I still don’t quite understand how I am able to make calls to my data table from the Bot object, as this is running in a new thread, but it works. I guess its because the original Uplink thread spawned it, and it carries over the context?

Anyways, thank you for offering your input @stefano.menci - much appreciated!

stefano.menci · August 26, 2021, 1:29pm

Thats’ weird, I have never noticed differences between uplink and server code, with the exception of:

Accessing the database and other services from uplink works the same way but it’s slower because it requires more round trips
Being slower makes transactions more likely to fail. One day an app of mine received a burst of http endpoint calls which started a burst of uplink functions which started a burst of database accesses to the same row of the same table which caused a ton of database connections to stay open while retrying the transactions which caused the whole dedicated server to slow down for about 10 minutes. I have modified the app so that the first database access happens on the server before starting the uplink, and tested it with bigger bursts without problems.

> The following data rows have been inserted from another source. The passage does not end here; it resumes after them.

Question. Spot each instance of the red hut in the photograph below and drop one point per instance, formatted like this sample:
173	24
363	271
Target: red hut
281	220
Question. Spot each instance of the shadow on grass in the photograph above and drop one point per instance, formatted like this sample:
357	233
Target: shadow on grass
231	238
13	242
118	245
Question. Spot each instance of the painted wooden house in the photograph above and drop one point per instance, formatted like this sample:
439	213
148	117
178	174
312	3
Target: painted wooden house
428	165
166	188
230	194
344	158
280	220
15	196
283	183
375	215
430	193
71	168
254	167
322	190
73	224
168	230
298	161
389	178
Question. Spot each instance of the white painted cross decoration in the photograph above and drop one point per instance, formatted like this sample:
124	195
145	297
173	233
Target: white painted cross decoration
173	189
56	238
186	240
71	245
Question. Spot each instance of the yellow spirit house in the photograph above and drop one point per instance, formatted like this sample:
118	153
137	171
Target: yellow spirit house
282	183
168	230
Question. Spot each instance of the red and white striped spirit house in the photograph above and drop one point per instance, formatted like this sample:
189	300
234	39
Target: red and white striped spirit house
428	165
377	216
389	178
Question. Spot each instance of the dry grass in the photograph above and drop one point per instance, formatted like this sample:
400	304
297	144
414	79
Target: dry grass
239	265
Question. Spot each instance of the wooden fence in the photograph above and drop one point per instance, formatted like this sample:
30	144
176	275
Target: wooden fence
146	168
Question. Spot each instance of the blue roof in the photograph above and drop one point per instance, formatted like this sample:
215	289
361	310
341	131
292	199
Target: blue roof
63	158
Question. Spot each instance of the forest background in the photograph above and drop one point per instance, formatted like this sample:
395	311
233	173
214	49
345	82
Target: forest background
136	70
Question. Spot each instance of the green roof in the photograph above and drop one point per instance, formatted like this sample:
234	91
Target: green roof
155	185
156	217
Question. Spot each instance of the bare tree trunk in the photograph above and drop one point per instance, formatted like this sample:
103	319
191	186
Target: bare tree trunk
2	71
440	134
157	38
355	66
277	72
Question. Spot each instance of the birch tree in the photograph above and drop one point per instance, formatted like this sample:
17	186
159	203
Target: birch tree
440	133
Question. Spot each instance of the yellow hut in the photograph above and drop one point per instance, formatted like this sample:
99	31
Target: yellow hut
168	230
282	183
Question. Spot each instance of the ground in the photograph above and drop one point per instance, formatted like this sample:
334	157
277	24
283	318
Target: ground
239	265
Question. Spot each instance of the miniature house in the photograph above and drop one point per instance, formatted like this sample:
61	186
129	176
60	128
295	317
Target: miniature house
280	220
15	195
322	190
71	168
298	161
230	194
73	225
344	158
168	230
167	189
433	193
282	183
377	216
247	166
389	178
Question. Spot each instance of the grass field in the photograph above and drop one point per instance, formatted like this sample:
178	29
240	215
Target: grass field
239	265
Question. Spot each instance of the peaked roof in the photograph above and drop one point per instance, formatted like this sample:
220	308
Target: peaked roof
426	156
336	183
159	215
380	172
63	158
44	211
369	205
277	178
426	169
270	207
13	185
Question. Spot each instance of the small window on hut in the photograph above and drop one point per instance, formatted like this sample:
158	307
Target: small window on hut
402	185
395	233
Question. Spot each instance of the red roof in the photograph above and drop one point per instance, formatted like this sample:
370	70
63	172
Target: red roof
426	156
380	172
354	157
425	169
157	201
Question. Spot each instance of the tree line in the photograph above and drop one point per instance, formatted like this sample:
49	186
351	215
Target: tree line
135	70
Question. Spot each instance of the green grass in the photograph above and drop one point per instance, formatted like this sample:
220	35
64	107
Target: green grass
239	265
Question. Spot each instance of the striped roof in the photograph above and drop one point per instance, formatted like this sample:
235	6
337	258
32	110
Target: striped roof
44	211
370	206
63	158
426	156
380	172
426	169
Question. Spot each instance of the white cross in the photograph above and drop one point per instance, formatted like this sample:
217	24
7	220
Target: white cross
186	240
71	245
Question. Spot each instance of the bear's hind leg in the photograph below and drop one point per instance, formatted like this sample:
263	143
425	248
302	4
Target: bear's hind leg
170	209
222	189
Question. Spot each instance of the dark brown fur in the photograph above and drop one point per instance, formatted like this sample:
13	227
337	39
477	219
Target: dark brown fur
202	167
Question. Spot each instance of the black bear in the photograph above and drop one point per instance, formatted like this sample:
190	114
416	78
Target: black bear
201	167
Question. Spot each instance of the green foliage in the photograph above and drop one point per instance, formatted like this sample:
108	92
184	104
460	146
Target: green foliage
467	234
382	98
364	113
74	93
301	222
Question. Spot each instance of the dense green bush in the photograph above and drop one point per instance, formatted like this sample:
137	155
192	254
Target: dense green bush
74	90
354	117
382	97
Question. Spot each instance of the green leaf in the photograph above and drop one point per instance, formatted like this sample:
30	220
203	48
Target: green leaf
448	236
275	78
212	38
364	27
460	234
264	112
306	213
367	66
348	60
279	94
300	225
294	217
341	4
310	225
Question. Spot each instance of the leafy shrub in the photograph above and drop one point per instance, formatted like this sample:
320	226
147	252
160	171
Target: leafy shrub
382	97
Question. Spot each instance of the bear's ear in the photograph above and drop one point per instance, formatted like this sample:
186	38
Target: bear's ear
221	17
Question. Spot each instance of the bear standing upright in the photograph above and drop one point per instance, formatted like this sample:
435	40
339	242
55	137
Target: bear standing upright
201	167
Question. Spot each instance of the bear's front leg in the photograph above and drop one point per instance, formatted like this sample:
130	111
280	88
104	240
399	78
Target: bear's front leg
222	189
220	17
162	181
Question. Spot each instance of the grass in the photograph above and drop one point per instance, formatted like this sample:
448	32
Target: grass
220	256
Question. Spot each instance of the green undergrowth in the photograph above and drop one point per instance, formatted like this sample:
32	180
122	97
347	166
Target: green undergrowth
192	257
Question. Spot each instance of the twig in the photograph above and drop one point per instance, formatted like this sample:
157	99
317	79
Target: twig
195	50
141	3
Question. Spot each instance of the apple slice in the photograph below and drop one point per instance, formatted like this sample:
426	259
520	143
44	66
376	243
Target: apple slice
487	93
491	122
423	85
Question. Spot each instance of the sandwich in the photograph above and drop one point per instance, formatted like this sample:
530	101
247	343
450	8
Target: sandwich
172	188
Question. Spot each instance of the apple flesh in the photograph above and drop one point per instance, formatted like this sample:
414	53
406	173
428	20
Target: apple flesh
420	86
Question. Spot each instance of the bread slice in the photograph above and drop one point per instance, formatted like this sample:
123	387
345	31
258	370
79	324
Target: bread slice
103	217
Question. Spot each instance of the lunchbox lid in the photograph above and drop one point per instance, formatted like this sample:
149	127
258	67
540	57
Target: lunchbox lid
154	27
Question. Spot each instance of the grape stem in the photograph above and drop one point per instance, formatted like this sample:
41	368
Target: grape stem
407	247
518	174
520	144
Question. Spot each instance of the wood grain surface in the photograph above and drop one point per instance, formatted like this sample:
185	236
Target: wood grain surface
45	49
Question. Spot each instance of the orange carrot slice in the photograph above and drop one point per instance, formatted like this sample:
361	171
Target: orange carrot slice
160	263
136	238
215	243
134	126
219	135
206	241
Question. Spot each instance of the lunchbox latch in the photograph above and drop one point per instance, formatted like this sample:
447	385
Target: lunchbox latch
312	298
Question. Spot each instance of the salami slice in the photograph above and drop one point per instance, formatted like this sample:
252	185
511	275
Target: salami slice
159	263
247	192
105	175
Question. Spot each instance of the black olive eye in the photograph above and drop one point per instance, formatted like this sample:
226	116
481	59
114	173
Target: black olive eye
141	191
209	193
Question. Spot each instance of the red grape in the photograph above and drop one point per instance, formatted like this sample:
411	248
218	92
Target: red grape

I have 3 uplink Windows machines, it’s Windows because they need to run software only available in Windows. They are 3 because:

When the server calls a function registered in multiple machines, it will execute randomly in one of them (it used to execute it on the last registered one)
An uplink node is automatically unregistered as soon as it’s down (very useful with sneaky Windows updates or other problems)
I can have 3 long running tasks running in parallel on different machines
In same cases I don’t like to use the random load balancing, so I append the machine name to the function name with:

@anvil.server.callable(f'start_uplink_process_{COMPUTER_NAME}')
def start_uplink_process():